では、Google Authenticator以外のアプリは、それに代わる十分な機能を備えたものでしょうか。潜在的な危険はあるのでしょうか。この記事を最後まで読む時間がない方のために、ここで答えをお教えしましょう。ご心配なく。Google Authenticator以外のアプリも使用することができます。どのようなアプリが存在し、なぜ安全なのか、さらにそれらがどのように機能するのか、についてこれから詳しくご説明します。

認証システムが機能する仕組み

ではまず、一般的に認証システムアプリがどのように機能するのかを見ていきましょう。強固な認証を実現することを目的に、OATH(Initiative for Open Authentication)のもと、複数のオープンスタンダードプロトコルが作られました。認証システムアプリは、このような標準(とその他の事柄もありますが、この記事のトピックではないのでここでは省きます)に基づいて設計されています。

OATH HOTP

遡ること2005年に、OATH HOTP(Hash-based One-Time Password)が登場しました。これは、一回限りのパスワードを生成する方法を指定するオープン標準で、認証の基礎となりました。

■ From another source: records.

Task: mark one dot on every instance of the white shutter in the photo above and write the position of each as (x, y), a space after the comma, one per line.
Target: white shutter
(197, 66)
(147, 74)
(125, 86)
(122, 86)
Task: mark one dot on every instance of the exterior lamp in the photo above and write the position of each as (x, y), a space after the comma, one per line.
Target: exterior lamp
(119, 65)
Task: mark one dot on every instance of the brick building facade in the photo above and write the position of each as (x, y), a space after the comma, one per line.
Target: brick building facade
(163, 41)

これは、アプリとサービスの両方が同じ秘密鍵を使用するという考えをベースとしています。次に、この鍵とカウンター値に基づくユニークなコードを生成するために、暗号化アルゴリズムが適用されます。カウンターとは、原則的に新しいワンタイムコードが生成されるたびに増分される値を指します。コードを算出するために使用されるデータは、アプリとサービスの両サイドで同じなので、すべてが想定通りに機能すれば、両サイドで生成されるコードは同じです。そのため、次に必要なのは、両サイドで生成されたコードを比較する方法です。ユーザーが入力したコードがサーバーによって生成されたコードと一致すれば、認証は成功となります。

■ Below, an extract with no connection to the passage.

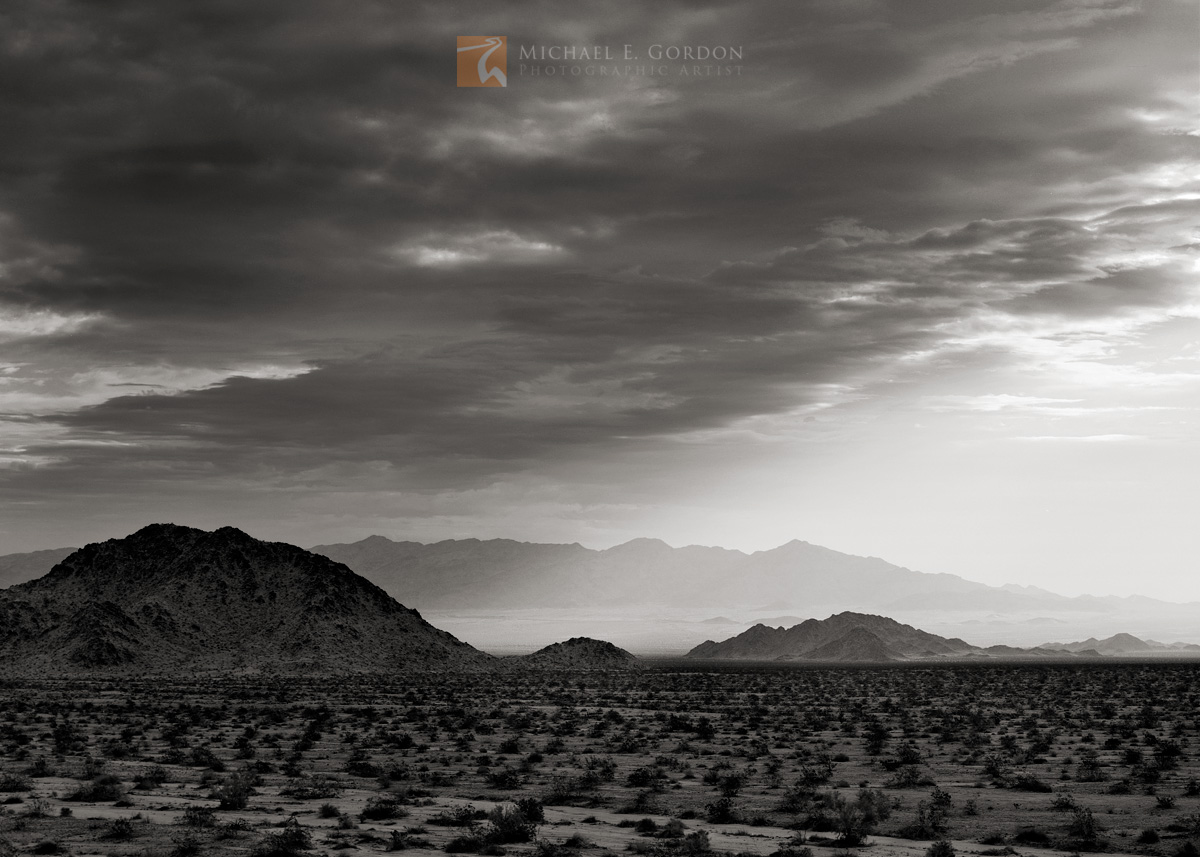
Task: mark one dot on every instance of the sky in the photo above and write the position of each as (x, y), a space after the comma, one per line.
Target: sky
(915, 280)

コードを生成するリクエストごとにカウンター値が変更されるため、コードはユニークで、かつ一回限りのものとなります。また、逆計算を行ってこのコードから秘密鍵を抽出することを妨げるアルゴリズムが使用されています。そのため、誰かがワンタイムコードを傍受できたとしても、秘密鍵を算出したり、認証システムをまねたり、新しいコードを生成させることは不可能です。

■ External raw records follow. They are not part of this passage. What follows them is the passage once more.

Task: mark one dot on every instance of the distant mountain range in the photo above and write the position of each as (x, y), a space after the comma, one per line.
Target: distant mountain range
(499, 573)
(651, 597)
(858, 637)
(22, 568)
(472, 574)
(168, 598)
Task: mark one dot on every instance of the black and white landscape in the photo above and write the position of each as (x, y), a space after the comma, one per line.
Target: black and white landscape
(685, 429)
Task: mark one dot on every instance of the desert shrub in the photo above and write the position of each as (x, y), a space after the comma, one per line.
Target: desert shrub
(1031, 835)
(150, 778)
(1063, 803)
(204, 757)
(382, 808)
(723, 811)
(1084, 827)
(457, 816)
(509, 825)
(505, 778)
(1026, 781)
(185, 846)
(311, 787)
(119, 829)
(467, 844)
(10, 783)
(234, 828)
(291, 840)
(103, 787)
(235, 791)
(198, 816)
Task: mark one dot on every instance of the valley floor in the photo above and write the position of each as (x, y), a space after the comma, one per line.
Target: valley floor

HOTPには、2つの大きな問題があります。一つ目は、カウンター値が簡単に同期しなくなるという点です。例えば、ユーザーが認証システムにコードを生成するように要求したのに、このコードを使用しなかった場合、クライアント側の認証システムではカウンター値が増分されるのに対し、サービス側ではカウンター値は変更されない、ということが起きます。その結果、生成されるコードが一致しなくなります。二つ目は、カウンター値が変更されるまでコードが有効の状態が続くという点です。そのため攻撃者が何らかの方法でコードを傍受し、ユーザーの操作を妨害することに成功した場合、そのコードを悪用するための時間を攻撃者に与えてしまう可能性があります。

OATH TOTP

2011年になると、新しい標準が登場しました。OATH TOTP(Time-based One-Time Password)と呼ばれるもので、使用時の時間をカウンターとして使用します。原則は同じです。両サイドが把握している秘密鍵を使用して、同じ暗号化アルゴリズムを使用したワンタイムパスワードを算出します。カウンターがUNIX時間に基づいているため、コードはそれが使用されたかどうかは関係なく、自動的に一定の間隔を置いて変更されるようになっています。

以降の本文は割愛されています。